The Cherrytree port was deleted because it depended on Python 2 - but: Python 2 remained in the ports; It should be deleted long, long time ago, so… why is the Python 2 port & package still available, but some ports that depend on it are removed? Doesn't make sense.

Back to Cherrytree: Since end of 09/2020 (v. 0.99.14) it doesn't depend on Python 2 anymore; I've looked a little bit through the source, and can only find Python 3 dependencies. So that software just needs a maintainer to be back in the ports again 

If you want a good alternative to Cherrytree you may want to take a look at deskutils/zim - I've switched to it from Cherrytree some years ago.


----------



## serjsk8 (Dec 29, 2022)

jmos said:


> The Cherrytree port was deleted because it depended on Python 2


Yes, I know.



jmos said:


> I've looked a little bit through the source, and can only find Python 3 dependencies.

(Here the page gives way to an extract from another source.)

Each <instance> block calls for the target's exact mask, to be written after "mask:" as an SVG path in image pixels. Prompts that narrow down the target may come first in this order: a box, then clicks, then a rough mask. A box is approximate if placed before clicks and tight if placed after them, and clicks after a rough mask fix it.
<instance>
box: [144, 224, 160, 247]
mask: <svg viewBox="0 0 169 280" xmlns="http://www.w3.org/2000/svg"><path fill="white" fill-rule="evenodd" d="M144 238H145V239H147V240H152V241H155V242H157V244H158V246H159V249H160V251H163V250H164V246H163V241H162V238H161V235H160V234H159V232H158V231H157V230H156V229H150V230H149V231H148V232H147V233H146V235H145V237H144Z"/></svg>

So that software just needs a maintainer to be back in the ports again


Yes, you right.
I also want to try to compile the latest version of cherrythree in Linuxulator. I don't know if it will work for me or not.


jmos said:


> If you want a good alternative to Cherrytree you may want to take a look at deskutils/zim - I've switched to it from Cherrytree some years ago.


Ahh grate!
I didn't know about this software.
I used cherrytree because it seems convenient to me and cross-platform.
deskutils/zim look the same as Cherrytree and cross-platform too.


----------



## Argentum (Dec 30, 2022)

I have been using mostly deskutils/freeplane for structured note taking. This is a mind-mapping tool, but I have found it excellent for personal note taking.


----------



## rosorio (Dec 30, 2022)

I really fall in love with deskutils/qownnotes:

- it has desktop integration (can be minimized in systrail)
- native markdown syntax highlight + rendering
- can use nextcloud/owncloud backend to keep notes in sync
- you can keep notes organized, use tags, or perform full text search
- notes can be encrypted (never used)
- notes can include images or attached files (not tested)


----------